Этого не мог предположить даже сам Господь Бог. Гастон Брилье стоял в маленьком сарайчике из криво сколоченных досок позади своей хижины и колол длинные поленья для печи, выложенной из камня и обогревавшей весь дом. На ней лежала раскаленная железная плита, на которой он варил, жарил, сушил. Долгие зимние вечера со снегопадами и ледяным ветром заставляли с нетерпением ждать прихода весны, подобно тому как ждут ее в глухой сибирской деревушке где-нибудь в тайге.

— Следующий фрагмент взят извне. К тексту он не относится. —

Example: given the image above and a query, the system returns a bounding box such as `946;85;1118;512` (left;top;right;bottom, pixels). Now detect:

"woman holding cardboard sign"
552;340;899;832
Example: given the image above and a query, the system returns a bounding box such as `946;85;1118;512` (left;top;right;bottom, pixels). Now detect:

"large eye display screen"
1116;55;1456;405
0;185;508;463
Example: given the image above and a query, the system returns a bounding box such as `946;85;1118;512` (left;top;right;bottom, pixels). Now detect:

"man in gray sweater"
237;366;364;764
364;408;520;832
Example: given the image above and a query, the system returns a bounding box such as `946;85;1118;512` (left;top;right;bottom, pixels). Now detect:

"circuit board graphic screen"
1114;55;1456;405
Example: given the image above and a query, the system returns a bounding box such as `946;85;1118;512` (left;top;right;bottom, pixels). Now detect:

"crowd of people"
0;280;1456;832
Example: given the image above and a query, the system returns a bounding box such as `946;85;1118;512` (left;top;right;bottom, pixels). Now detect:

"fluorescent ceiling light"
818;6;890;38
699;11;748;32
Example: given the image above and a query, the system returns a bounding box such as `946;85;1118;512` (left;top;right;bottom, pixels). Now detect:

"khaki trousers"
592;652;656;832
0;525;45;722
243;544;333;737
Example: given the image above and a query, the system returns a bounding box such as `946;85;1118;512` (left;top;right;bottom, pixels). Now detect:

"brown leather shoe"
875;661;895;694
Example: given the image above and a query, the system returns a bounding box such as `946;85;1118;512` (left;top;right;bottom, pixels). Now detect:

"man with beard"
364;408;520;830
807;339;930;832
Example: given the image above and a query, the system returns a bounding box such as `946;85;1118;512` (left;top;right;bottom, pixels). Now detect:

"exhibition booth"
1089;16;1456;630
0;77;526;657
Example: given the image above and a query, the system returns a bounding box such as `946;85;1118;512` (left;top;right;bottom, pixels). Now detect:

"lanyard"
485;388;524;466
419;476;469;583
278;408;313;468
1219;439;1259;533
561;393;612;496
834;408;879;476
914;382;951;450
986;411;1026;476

И для Гастона оставалось достаточно времени для размышлений о смысле жизни. За последние сто лет, если не считать проведения электричества и телефонного кабеля, здесь вряд ли что изменилось. Дорога, правда, получила твердое покрытие, но смотря что называть твердым, потому что после каждого мороза она выглядела как лицо, изрытое оспой. В Лудоне было четыре машины: у бургомистра, священника, ветеринара и трактирщика Жюля Беранкура, который, очевидно, страдал непонятной болезнью, поскольку оставалось загадкой, как можно было растолстеть здесь наверху, в Лудоне. И еще одно новшество пережил Лудон: полицейский участок. Это был маленький новый дом по соседству с трактиром, единственный, кстати, выкрашенный в белый цвет, и в нем сидел жандарм Луи Лафетт, угрюмый тридцатилетний мужчина, холостой, с больной печенью и вечно ропщущий на судьбу за то, что она забросила его в это горное гнездо. «Кто-то должен здесь быть! – причитал он. – Кто-то должен представлять государство и следить за порядком. Но когда выбор пал на меня, Господь, очевидно, спал…» И подобно Господу Богу Лафетт три пятых части своей жизни лежал на диване и уносился в мечтах в теплые, цветущие края. Да и что делать жандарму в Лудоне? Здесь не нарушался закон, каждый был друг другу брат, все были связаны, как звенья одной цепи. А если один из граждан Лудона оступался, начинала действовать строгая внутренняя юстиция, которая восстанавливала порядок быстрее, чем любая государственная власть.

Боб Баррайс быстро нашел Брилье. Появление чужой машины уже было сенсацией, а то, что посетитель приехал к Гастону, было полной неожиданностью. Жюль Беранкур, толстый трактирщик, сразу позвонил Лафетту, полицейскому.

– К Гастону приехал гость, – произнес он, с трудом переводя дыхание. – Машина из Монте-Карло. Благородный месье, скажу я тебе. Выглядит как миллионер! Приехал в горы в летнем костюме! Что ты об этом думаешь?

– А почему к Гастону не могут приехать гости? – жандарм Лафетт громко зевнул в телефон. – Что за машина?

– Маленький «фиат».

– Тогда это не миллионер.

Как видно, в Лудоне еще не были знакомы с искусством глубокого притворства. Лафетт повесил трубку и повернулся на бок.

Брилье вышел из сарая, вытер грязные, вымазанные в смоле руки о свои толстые вельветовые штаны и плотно прижал квадратный подбородок с заиндевевшей щетиной к воротнику рубашки. Его широкий лоб был весь в поту. Из-под густых бровей на постороннего смотрели маленькие серые глаза.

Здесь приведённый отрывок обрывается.